A study of four previously published computational criteria for identifying vortices in high-pressure flows has led to the selection of one of them as the best. This development can be expected to contribute to understanding of high-pressure flows, which occur in diverse settings, including diesel, gas turbine, and rocket engines and the atmospheres of Jupiter and other large gaseous planets.
Information on the atmospheres of gaseous planets consists mainly of visual and thermal images of the flows over the planets. Also, validation of recently proposed computational models of high-pressure flows entails comparison with measurements, which are mainly of visual nature. Heretofore, the interpretation of images of high-pressure flows to identify vortices has been based on experience with low-pressure flows. However, high-pressure flows have features distinct from those of low-pressure flows, particularly in regions of high pressure gradient magnitude caused by dynamic turbulent effects and by thermodynamic mixing of chemical species. Therefore, interpretations based on low-pressure behavior may lead to misidentification of vortices and other flow structures in high-pressure flows.

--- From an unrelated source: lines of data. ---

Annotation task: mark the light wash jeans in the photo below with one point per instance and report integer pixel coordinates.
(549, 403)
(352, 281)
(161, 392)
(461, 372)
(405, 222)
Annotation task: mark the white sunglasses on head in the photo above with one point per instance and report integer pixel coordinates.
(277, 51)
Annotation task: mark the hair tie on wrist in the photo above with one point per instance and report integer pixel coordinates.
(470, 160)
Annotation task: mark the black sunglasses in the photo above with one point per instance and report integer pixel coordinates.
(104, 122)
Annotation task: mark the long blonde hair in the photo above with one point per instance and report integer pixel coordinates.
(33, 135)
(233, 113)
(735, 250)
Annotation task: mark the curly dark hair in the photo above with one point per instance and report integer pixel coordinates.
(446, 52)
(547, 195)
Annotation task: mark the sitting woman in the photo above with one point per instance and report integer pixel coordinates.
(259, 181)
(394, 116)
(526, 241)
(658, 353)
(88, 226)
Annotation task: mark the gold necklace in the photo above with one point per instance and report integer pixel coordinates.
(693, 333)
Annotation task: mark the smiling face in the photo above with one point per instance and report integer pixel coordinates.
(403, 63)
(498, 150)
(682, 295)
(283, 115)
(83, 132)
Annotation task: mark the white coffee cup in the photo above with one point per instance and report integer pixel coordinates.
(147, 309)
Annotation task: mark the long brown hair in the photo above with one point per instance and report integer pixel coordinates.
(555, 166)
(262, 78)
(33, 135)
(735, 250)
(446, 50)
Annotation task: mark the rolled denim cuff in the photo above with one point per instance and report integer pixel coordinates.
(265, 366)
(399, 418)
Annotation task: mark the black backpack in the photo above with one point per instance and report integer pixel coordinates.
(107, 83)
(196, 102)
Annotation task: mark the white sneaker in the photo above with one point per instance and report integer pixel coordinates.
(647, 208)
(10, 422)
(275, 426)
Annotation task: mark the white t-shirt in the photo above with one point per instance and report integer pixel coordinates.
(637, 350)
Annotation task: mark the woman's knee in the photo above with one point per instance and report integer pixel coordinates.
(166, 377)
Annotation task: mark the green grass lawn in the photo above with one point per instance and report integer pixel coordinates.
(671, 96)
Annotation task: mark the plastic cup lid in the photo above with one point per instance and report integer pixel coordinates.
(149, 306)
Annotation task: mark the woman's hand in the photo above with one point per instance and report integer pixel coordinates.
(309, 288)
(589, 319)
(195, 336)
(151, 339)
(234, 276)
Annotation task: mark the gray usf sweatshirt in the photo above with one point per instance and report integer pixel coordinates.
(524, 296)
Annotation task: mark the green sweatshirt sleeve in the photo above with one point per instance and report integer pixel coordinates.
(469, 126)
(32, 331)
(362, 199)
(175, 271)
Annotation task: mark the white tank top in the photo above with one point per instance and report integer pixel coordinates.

The study reported here was performed in recognition of the need for one or more quantitative criteria for identifying coherent flow structures — especially vortices — from previously generated flow-field data, to complement or supersede the determination of flow structures by visual inspection of instantaneous fields or flow animations. The focus in the study was on correlating visible images of flow features with various quantities computed from flow-field data.
The quantities involved in the four criteria considered in the study are the following:
- The discriminant of the deformation tensor;
- The second invariant of the deformation tensor;
- The intermediate eigenvalue of the symmetric tensor representing the sum of the square power of the strainrate tensor and the square power of the rotation tensor; and
- The magnitude of the vorticity vector.
The criteria associated with the first three quantities are those inside a vortex core, the discriminant is positive, the second invariant is positive, and the intermediate eigenvalue is negative, respectively. The fourth criterion — taking magnitude of the vorticity as an indication of vortical activity — might intuitively seem to be a good choice, but it is subjective rather than objective because it entails subjective selection of a threshold magnitude value for isolating flow structures of interest in high-vorticity regions.
These criteria were tested by use of a database generated in direct numerical simulations of high-pressure, binary-speciesmixing flows undergoing transitions to turbulence. The quantities involved in the criteria were computed from the database, isosurfaces of these quantities were plotted, and plots were assessed with respect to utility in demarcating flow structures. Of the four criteria, that based on the second invariant was found to yield the most realistic plots of flow structures and to capture structures in all regions of the flow.
The figure presents plots of the second invariant isosurfaces showing vortical features from four of the simulations. The diversity of the features is noticeable and has been interpreted as boding well for the extraction of vortical features from visual data and enabling appropriate comparisons between experimental and computationally simulated flows.